Housed in an elegant digipak with a glossy booklet and high-quality artwork and photographs, the collection provides a balanced mix of acoustic guitar and/or piano instrumentals and vocal songs – some covers and some originals – with additional backing from guest musicians and vocalists on a few tracks.

In addition to his superb mastery of frets and keys, Johnson is also at the top of his game as a singer. At 62 years of age, he still sounds exactly like he did in his 20s, but with more soulful nuance and the wisdom of much experience.

Instrumental highlights include “Once Upon a Time in Texas,” “Song for Irene,” and Simon and Garfunkel’s “Mrs.
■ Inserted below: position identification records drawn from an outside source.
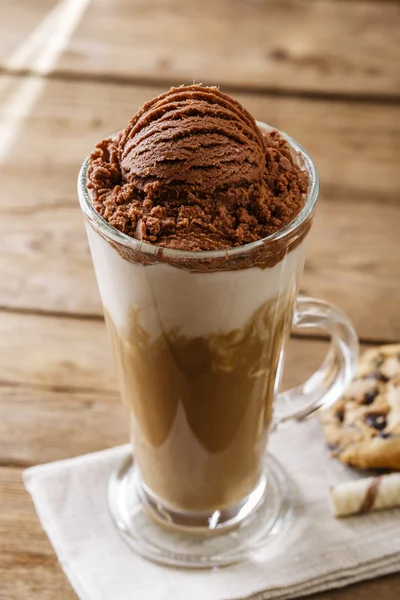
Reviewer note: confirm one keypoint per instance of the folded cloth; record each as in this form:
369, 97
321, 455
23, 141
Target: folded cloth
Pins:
317, 553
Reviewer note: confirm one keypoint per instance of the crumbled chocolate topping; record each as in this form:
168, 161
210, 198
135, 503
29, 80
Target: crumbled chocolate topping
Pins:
193, 171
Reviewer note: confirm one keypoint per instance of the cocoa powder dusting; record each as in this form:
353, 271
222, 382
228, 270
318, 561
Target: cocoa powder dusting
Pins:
192, 171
Robinson.” Of the vocal songs – all of which are excellent – my personal favorites are the folksy jazz-rock fusion take on Jimi Hendrix's "One Rainy Wish," "All Things You Are," and the epic, stunning solo piano rendition of Simon and Garfunkel's "Scarborough Fair/Canticle."
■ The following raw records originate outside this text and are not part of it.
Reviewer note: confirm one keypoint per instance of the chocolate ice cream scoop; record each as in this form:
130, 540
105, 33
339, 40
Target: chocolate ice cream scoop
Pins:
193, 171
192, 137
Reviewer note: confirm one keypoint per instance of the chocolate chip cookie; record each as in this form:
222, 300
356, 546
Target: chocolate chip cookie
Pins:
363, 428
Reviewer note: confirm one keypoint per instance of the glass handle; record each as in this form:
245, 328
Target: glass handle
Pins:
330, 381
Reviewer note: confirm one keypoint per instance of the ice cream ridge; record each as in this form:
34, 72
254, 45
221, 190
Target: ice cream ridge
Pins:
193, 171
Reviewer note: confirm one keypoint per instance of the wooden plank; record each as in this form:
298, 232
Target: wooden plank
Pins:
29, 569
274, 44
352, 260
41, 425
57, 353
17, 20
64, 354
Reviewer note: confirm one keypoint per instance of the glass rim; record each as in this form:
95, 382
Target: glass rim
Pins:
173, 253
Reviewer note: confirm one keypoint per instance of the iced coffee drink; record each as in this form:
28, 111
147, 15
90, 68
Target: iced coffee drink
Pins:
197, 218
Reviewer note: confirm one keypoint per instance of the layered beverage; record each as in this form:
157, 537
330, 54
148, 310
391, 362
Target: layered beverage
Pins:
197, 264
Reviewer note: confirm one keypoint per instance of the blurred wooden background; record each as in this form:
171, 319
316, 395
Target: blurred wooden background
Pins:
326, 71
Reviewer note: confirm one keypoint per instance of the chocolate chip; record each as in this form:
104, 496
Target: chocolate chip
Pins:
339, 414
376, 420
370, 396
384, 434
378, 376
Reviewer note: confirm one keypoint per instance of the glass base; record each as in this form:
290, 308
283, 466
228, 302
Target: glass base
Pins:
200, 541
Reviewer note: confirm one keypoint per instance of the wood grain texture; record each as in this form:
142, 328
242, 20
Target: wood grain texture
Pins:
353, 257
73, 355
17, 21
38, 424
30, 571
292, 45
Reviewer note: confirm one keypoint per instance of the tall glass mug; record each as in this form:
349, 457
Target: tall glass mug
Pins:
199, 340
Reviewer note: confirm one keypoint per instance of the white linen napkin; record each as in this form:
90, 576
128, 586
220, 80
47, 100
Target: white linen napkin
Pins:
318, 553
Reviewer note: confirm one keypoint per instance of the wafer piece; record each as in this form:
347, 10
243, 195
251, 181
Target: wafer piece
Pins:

EJ not only takes its place alongside Eric Johnson’s finest works and the top guitar/piano albums, but also as one of the best efforts in any music genre.

--Raj Manoharan

Friday, February 10, 2017

Live at Jay Resort, Jay, Vermont 9/10/2016 (2016), by Bruce Hornsby & The Noisemakers

Music Download Fan Review

I was looking for a good overview of Bruce Hornsby’s thus-far 30-year career, and wouldn’t you know it, Hornsby himself just provided a great one as a free download at

With a running time of at least two hours, this set not only revisits some seminal songs from The Range but also features a lot of Hornsby’s solo and Noisemaker material.
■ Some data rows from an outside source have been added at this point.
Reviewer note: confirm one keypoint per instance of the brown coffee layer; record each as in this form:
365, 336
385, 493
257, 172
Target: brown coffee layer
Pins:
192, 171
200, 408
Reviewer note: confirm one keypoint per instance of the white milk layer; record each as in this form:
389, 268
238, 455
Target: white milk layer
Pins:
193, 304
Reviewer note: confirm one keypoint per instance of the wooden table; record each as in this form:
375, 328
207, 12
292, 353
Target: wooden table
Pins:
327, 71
While the majority of the tunes are not as recognizable as Hornsby’s hits from his 1980s heyday, they all feature his unique talents on piano, keyboards, accordion, and hammered dulcimer, as well as his penchant for quirky, funky rhythmic grooves.

And from the sound of his voice, Hornsby’s pipes are as golden as ever, showing no trace of his 62 years of age. In fact, Hornsby’s singing leaves today’s younger “talents” in the dust.

Adding to the exhilaration and exuberance of this live performance is the energetic and enthusiastic playing of The Noisemakers: JV Collier on bass, Gibb Droll on guitar, JT Thomas on organ, Ross Holmes on fiddle and mandolin, and Sonny Emory on drums and percussion.

Musical highlights include “Take Out the Trash,” “Dreamland,” “The Show Goes On,” and Hornsby’s brilliant, beautiful, breathtaking fusion of his “Fortunate Son” with the Pink Floyd classic “Comfortably Numb.”

If you’re looking for an awesome and enjoyable celebration of Bruce Hornsby’s first 30 years of music, this timely and entertaining release certainly fits the bill.

--Raj Manoharan

Wednesday, February 8, 2017

Richard Hatch (1945-2017)

I was a literally starry-eyed five-year-old when I first saw Battlestar Galactica upon its premiere in 1978.

For the next year, I was rapt as I watched Commander Adama (Lorne Greene), his son Captain Apollo (Richard Hatch), and Lieutenant Starbuck (Dirk Benedict) lead a ragtag fleet of spaceships in search of the lost thirteenth human colony, Earth.

Around the same time, or maybe a little while after, I remember seeing Hatch on the big screen in Charlie Chan and the Curse of the Dragon Queen.

In the late 1990s, I had the good fortune, honor, and privilege of interviewing Hatch by telephone for the IGN Sci-Fi Web site. At the time, Hatch had written a couple of Battlestar Galactica novels and produced a professionally made trailer for a potential sequel series starring him and many veterans of the original show.

At the end of the interview, I mentioned to Hatch that my mother was a fan of his since his soap opera days. He immediately asked for my mother’s name and address and promptly mailed her a personally autographed black-and-white photograph of himself.

Thank you, Mr. Hatch, for taking the time to talk to me, and also for your graciousness.